O dispositivo legal, colocado em votação durante sessão realizada na última sexta-feira (19).

Por: Redação Fonte: Da Redação do Debate Paraíba
22/03/2021 às 19h01 Atualizada em 23/03/2021 às 17h49
Oposição vota contra e projeto de lei que previa à regulamentação de gratificações para os servidores da Prefeitura de Aparecida é reprovado
O dispositivo Legal, colocado em votação durante sessão realizada na última sexta-feira (19). (Foto: Reprodução).

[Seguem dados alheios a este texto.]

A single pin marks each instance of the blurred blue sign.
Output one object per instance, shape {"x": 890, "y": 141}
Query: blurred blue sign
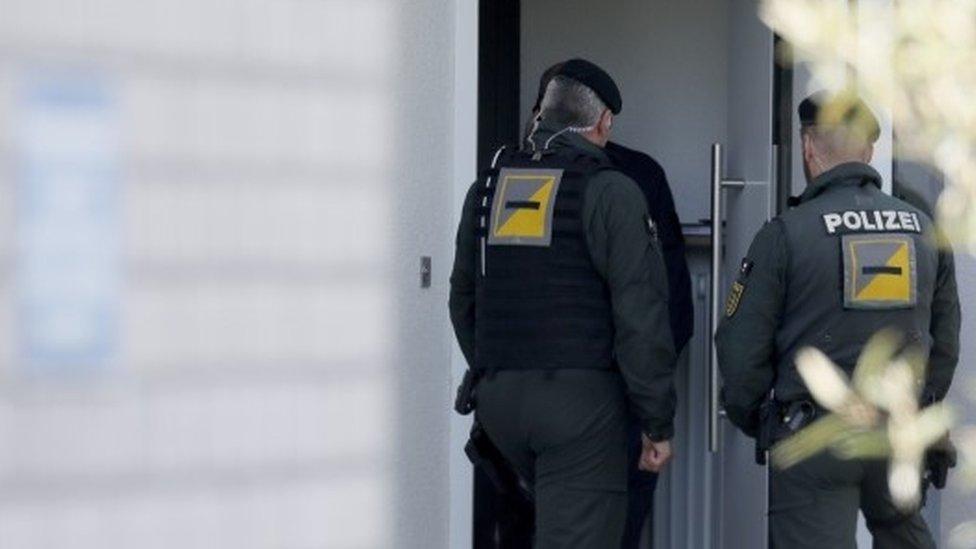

Os vereadores da bancada de oposição na Câmara Municipal de Aparecida-PB, (Antônio Norvino, Valdete Batista, Isabele Benigna e Felipe Lourenço), votaram contra ao projeto de lei complementar 002/2021, de autoria do executivo municipal de Aparecida que regulamentava o pagamento de gratificações para servidores comissionados e contratados pela edilidade municipal. O dispositivo legal, colocado em votação durante sessão realizada na última sexta-feira (19), precisava de 6 votos para sua aprovação, no entanto, foi reprovado porque recebeu apenas cinco votos dos parlamentares mirins da bancada de situação, composta pelos vereadores Damião Norvino, Ronaldo Mourão, Fladson Araújo, Mayra Figueiredo e Judivan Barros. 

De acordo com o advogado Francisco Abrantes, Procurador Jurídico do Munícipio de Aparecida, ao contrário do que foi dito na tribuna da casa pelos edis oposicionistas, o projeto de lei não tratava de criar e nem tirar gratificação de nenhum servidor, mas regularizar uma situação irregular que vinha se perpetuando na gestão municipal por falta de norma legal, como por exemplo, as gratificações pagas aos profissionais da área da saúde.

“O projeto recebendo tamanha derrota irá impactar especialmente na carreira dos profissionais da saúde. Ademais, era uma medida de urgência imposta pelo Tribunal de Contas da Paraíba (TCE-PB) para garantir que os servidores do munícipio continuassem sendo valorizados, recebendo um salário razoável e digno ao trabalho deles. Com a decisão da votação contrária dos parlamentares mirim de oposição, o próximo passo é comunicar formalmente ao (TCE), que a normal legal não foi aprovada, para que o prefeito possa se resguardar e isentar-se de qualquer penalidade, uma vez que houve a iniciativa do Executivo proceder dentro do que orienta a Corte de Contas da Paraíba”, pontuo o procurador. 

Já prefeito João Rabelo de Sá Neto (PL), criticou a postura dos vereadores de oposição, que segundo ele ainda estão no palanque eleitoral de 2020. Para o gestor a decisão tomada pelos quatro vereadores de oposição, além de prejudicar os servidores comissionados e contratados, como os odontólogos, também atinge os Agente Comunitários de Saúde. “O projeto previa tão somente regularizar uma medida que vinha sendo desrespeitada pela gestão anterior, que não seguias as orientações do TCE, Infelizmente não foi o esperado, perde os servidores do nosso município”, disse o prefeito.